O gargalo para o maior uso de biodefensivos, segundo a associação, é a difusão do conhecimento e a capacitação técnica em todo País. A Empresa Brasileira de Pesquisa Agropecuária (Embrapa) já atua para otimizar o controle biológico de pragas e promoveu uma caravana a 18 estados e 35 polos de produção levando a tecnologia.

Mais uma ferramenta
O biólogo Sérgio da Silva, pesquisador da Embrapa, explicou que o controle biológico é mais uma ferramenta para o manejo integrado de pragas. Ele citou uma experiência na qual o biodefensivos foi mais eficaz que o agroquímico para o combate à helicoverpa, lagarta que atinge as lavouras de milho, soja e algodão.

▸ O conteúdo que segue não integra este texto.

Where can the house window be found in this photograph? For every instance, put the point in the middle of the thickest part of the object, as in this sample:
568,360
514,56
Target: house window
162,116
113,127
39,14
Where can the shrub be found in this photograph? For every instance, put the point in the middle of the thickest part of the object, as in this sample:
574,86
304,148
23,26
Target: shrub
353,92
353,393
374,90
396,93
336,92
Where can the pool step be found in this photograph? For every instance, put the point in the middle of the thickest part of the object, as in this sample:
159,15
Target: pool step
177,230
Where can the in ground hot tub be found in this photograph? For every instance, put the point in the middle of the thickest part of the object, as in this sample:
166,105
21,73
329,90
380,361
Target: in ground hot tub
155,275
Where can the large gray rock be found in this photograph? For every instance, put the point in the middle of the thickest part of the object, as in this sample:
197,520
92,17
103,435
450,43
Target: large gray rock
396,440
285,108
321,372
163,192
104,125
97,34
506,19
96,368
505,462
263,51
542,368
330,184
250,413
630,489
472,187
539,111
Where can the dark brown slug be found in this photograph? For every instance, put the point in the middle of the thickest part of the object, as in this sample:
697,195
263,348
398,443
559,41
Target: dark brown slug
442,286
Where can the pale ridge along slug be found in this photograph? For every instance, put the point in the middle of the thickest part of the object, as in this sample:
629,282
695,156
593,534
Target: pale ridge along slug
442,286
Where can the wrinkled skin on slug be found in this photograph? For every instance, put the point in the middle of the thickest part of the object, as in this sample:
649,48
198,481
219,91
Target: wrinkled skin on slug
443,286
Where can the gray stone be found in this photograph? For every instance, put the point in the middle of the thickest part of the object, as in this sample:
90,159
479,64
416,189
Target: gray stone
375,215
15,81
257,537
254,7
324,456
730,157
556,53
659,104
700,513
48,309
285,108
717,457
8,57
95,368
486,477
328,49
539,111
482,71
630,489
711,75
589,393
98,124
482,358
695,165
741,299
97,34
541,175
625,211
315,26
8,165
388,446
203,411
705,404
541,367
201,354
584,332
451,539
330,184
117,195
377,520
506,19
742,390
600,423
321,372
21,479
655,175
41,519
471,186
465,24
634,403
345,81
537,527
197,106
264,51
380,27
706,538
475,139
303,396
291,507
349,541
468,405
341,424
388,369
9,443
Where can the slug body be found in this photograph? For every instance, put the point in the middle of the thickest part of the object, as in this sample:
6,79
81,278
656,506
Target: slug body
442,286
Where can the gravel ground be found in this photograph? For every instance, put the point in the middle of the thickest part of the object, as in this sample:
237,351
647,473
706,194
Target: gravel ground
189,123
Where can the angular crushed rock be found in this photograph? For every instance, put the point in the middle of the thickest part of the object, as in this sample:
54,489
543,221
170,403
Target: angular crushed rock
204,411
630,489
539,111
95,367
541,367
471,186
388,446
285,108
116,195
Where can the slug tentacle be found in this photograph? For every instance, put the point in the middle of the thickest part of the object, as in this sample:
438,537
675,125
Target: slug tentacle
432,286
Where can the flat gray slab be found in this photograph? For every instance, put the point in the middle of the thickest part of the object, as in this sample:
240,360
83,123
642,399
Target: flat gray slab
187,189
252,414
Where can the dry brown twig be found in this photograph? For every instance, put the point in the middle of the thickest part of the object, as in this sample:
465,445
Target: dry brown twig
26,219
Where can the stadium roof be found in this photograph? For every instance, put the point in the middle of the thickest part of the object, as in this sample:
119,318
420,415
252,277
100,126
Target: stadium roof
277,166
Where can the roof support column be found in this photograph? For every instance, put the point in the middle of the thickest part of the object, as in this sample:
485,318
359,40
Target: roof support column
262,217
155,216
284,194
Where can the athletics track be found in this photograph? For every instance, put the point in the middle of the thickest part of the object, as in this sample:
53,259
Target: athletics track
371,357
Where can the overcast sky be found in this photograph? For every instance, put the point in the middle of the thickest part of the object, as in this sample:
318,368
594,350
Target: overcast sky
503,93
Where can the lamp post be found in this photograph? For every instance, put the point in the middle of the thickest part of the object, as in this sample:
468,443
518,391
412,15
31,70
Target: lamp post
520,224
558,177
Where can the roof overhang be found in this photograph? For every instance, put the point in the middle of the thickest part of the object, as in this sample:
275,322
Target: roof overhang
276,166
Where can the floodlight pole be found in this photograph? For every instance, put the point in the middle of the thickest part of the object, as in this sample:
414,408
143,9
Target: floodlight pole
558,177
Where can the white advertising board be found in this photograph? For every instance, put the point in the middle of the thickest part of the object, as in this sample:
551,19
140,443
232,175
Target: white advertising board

"Era uma praga exótica que não tinha no Brasil até 2013. Os produtores estavam usando produtos químicos para uma praga que não conheciam, e essa praga era resistente geneticamente aos produtos, então, tivemos que propor o uso de controle biológico com vírus e bactérias”, relatou o pesquisador.

“Alguns produtores chegaram para nós e falaram: ‘Vocês estão sonhando; nós estamos usando os agroquímicos mais fortes que existem e não controlamos, agora, vocês propõem usar vírus na lavoura?’ É, nós vamos usar essa tática para reduzir o impacto desses agroquímicos, restabelecer o controle biológico através dos inimigos naturais que temos na lavoura, buscando o equilíbrio agroecológico nessa área", destacou.

Dificuldades
Autor do requerimento para o seminário, o deputado Nilto Tatto (PT-SP) defendeu que um dos objetivos do Brasil nessa área deve ser o fim do uso de agrotóxicos, mas reconhece as dificuldades.

"A gente precisa entender que há interesses para a manutenção do uso de agroquímicos. É ingenuidade achar que as empresas que produzem os agrotóxicos não escamoteiam pesquisas, não influenciam em resultados e não fazem um trabalho de base para poder manter o seu lucro", criticou.

Produtores de agrotóxicos
A associação das empresas produtoras de agrotóxicos – Associação Nacional de Defesa Vegetal (Andef) – foi convidada para participar do seminário, mas não compareceu.